The physiological and pathological role of oxidized polyunsaturated fatty acids (PUFAs) has been extensively studied, whereas those of hydroxy monounsaturated fatty acids (MUFAs) are not well understood. This study demonstrated that 11-hydroxy-(9Z)-octadecenoic acid ((9Z)-11-HOE), which was isolated from adlay seeds (Coix lacryma-jobi L. var. ma-yuen STAF.), can activate peroxisome proliferator-activated receptor (PPAR)α, δ and γ in luciferase reporter assays more efficiently than (9Z)-octadecenoic acid (oleic acid), and to the same degree as linoleic acid. (9Z)-11-HOE increased the mRNA levels of UCP2 and CD36 in C2C12 myotubes and THP- 1 cells, respectively, and these effects were blocked by the PPARδ- and γ-specific antagonists GSK0660 and T0070907, respectively.
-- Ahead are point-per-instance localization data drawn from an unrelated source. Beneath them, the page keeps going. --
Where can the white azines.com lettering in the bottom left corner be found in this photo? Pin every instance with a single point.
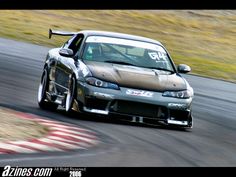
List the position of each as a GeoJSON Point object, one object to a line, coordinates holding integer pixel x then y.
{"type": "Point", "coordinates": [17, 171]}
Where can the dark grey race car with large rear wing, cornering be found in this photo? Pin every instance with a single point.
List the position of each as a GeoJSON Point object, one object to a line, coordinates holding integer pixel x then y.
{"type": "Point", "coordinates": [115, 74]}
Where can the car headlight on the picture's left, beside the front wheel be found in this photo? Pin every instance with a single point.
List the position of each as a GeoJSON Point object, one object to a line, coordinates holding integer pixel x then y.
{"type": "Point", "coordinates": [99, 83]}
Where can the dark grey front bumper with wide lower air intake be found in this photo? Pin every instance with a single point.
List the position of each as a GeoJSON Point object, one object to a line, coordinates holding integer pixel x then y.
{"type": "Point", "coordinates": [148, 107]}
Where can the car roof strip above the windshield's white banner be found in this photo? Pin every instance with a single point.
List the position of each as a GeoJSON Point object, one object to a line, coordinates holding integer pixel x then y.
{"type": "Point", "coordinates": [118, 35]}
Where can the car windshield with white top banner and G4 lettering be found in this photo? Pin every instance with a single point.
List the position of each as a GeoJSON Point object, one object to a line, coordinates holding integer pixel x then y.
{"type": "Point", "coordinates": [126, 52]}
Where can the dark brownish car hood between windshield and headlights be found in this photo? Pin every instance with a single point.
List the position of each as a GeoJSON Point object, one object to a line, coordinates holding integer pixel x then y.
{"type": "Point", "coordinates": [136, 77]}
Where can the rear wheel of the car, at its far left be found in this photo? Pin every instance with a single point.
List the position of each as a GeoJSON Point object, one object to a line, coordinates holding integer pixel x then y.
{"type": "Point", "coordinates": [43, 86]}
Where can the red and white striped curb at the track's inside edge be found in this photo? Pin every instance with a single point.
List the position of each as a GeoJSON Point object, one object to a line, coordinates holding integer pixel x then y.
{"type": "Point", "coordinates": [61, 137]}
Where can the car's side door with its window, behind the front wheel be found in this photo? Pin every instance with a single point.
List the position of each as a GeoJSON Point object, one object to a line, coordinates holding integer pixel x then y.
{"type": "Point", "coordinates": [66, 65]}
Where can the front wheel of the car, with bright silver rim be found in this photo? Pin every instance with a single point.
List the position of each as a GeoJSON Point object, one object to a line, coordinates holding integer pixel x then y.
{"type": "Point", "coordinates": [70, 95]}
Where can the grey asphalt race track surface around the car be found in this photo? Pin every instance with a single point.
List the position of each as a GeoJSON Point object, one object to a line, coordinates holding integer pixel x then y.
{"type": "Point", "coordinates": [212, 141]}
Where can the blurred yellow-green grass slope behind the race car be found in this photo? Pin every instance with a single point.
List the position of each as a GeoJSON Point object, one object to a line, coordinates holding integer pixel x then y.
{"type": "Point", "coordinates": [203, 39]}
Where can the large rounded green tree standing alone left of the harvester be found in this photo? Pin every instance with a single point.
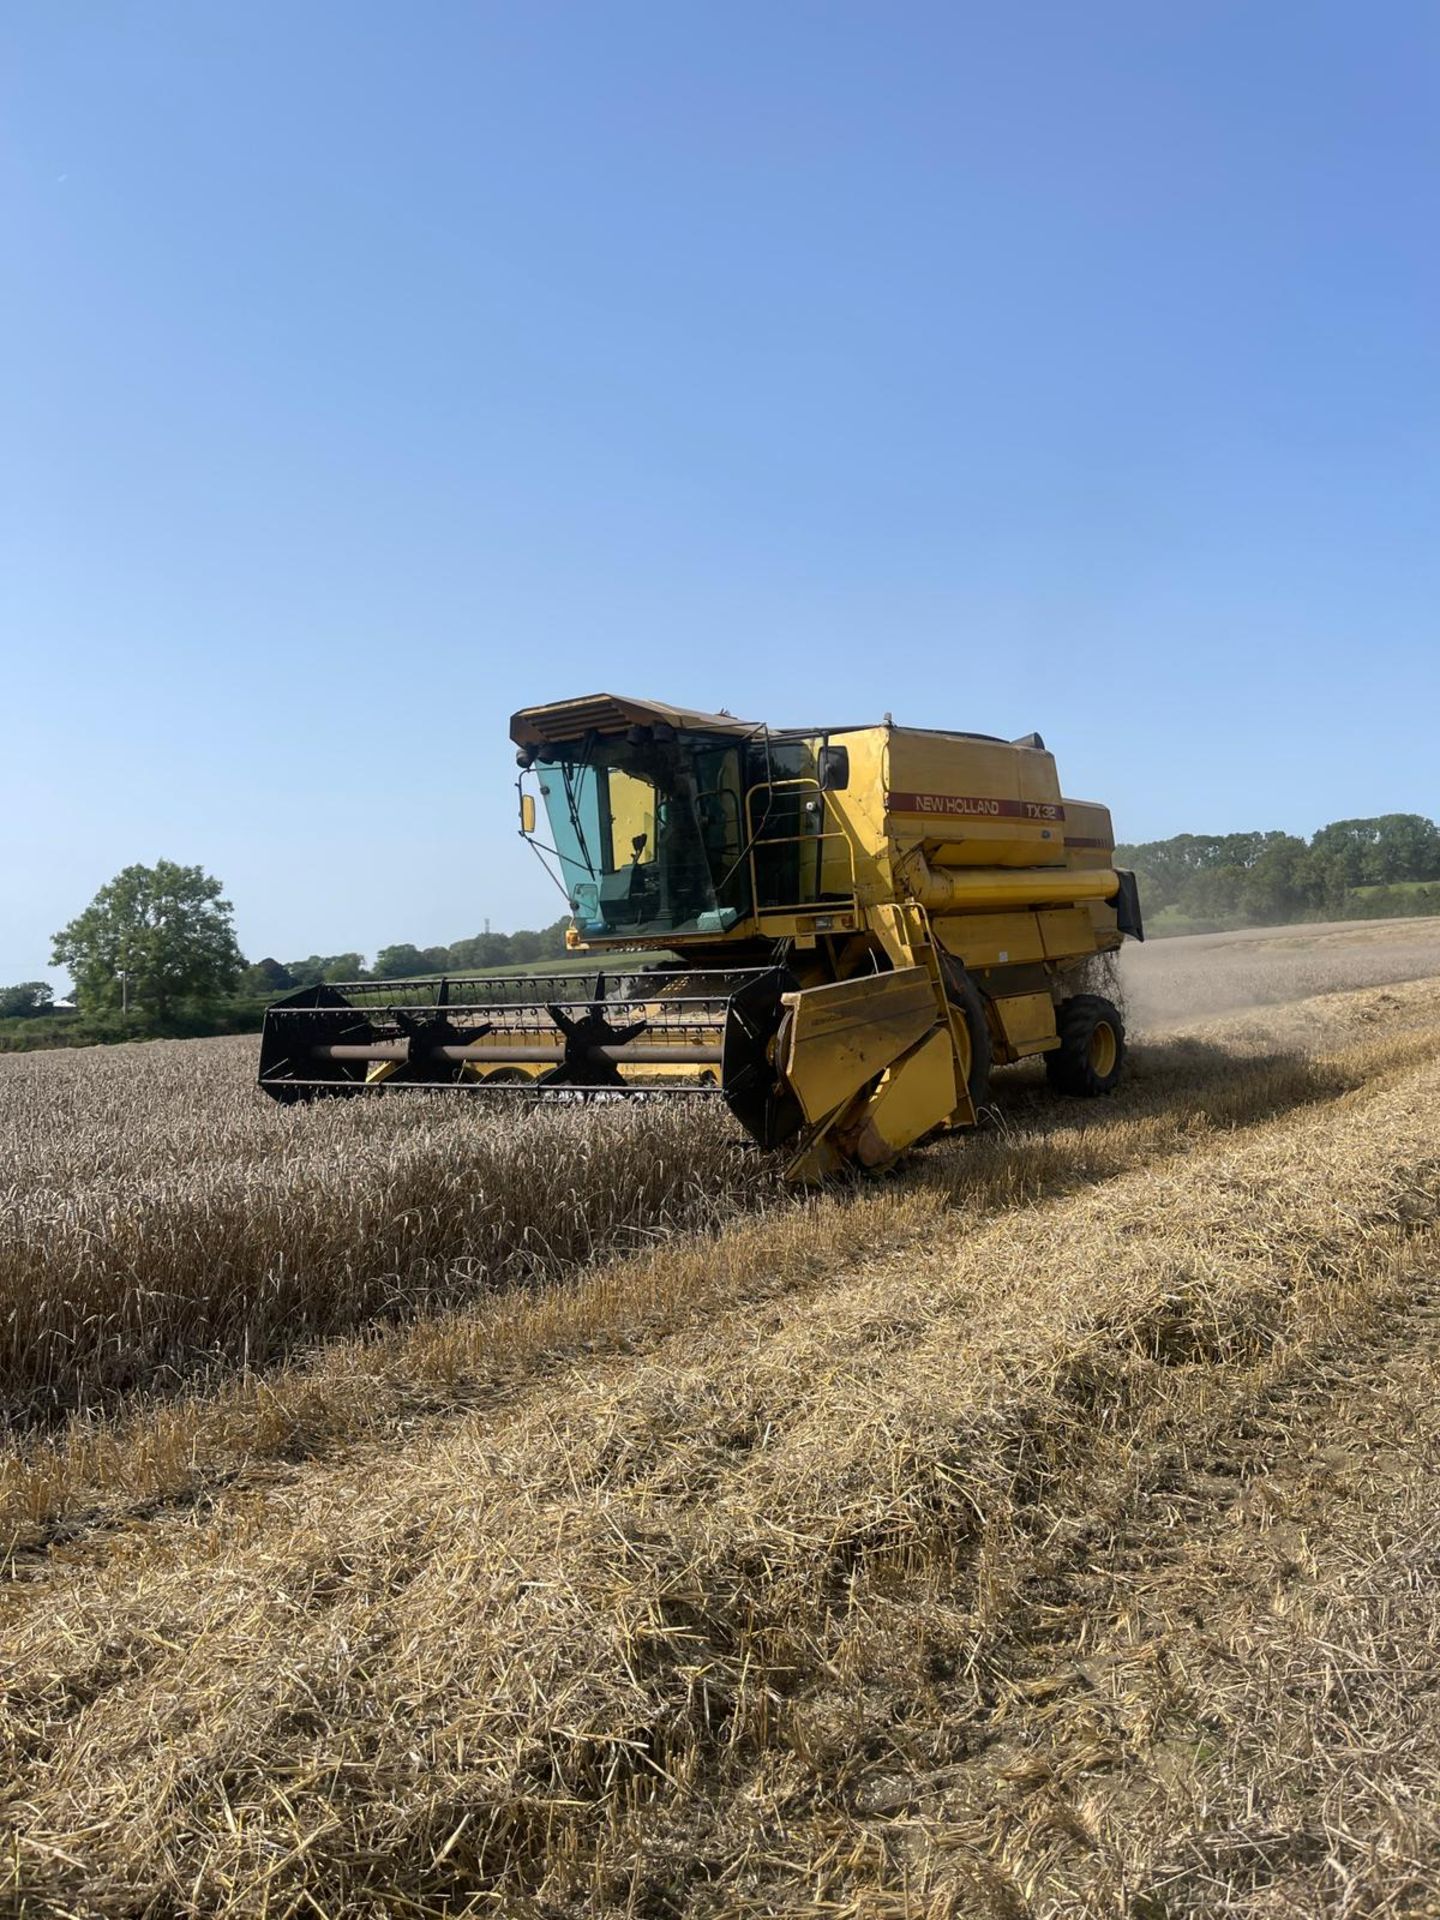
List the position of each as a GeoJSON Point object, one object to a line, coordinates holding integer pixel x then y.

Evaluation of the structure.activity relationship between hydroxy MUFAs and PPAR activation revealed that (9E)-11-HOE, the geometrical isomer of (9Z)-11-HOE, activated PPARs more potently than (9Z)-11-HOE, and that PPAR activation by hydroxyl MUFAs was not markedly influenced by the position of the hydroxy group or the double bond, although PPARδ seemed to possess ligand specificity different to that of PPARα or γ . Additionally, the finding that 11-hydroxy octadecanoic acid, the hydrogenated product of (9E)-11- HOE, was also capable of activating PPARs to a similar extent as (9E)-11-HOE indicates that the double bond in hydroxy MUFAs is not essential for PPAR activation. In conclusion, (9Z)-11-HOE derived from alday seeds and hydroxy MUFAs with a chain length of 16 or 18 acted as PPAR agonists. Hydroxylation of MUFAs may change these compounds from silent PPAR ligands to active PPAR agonists.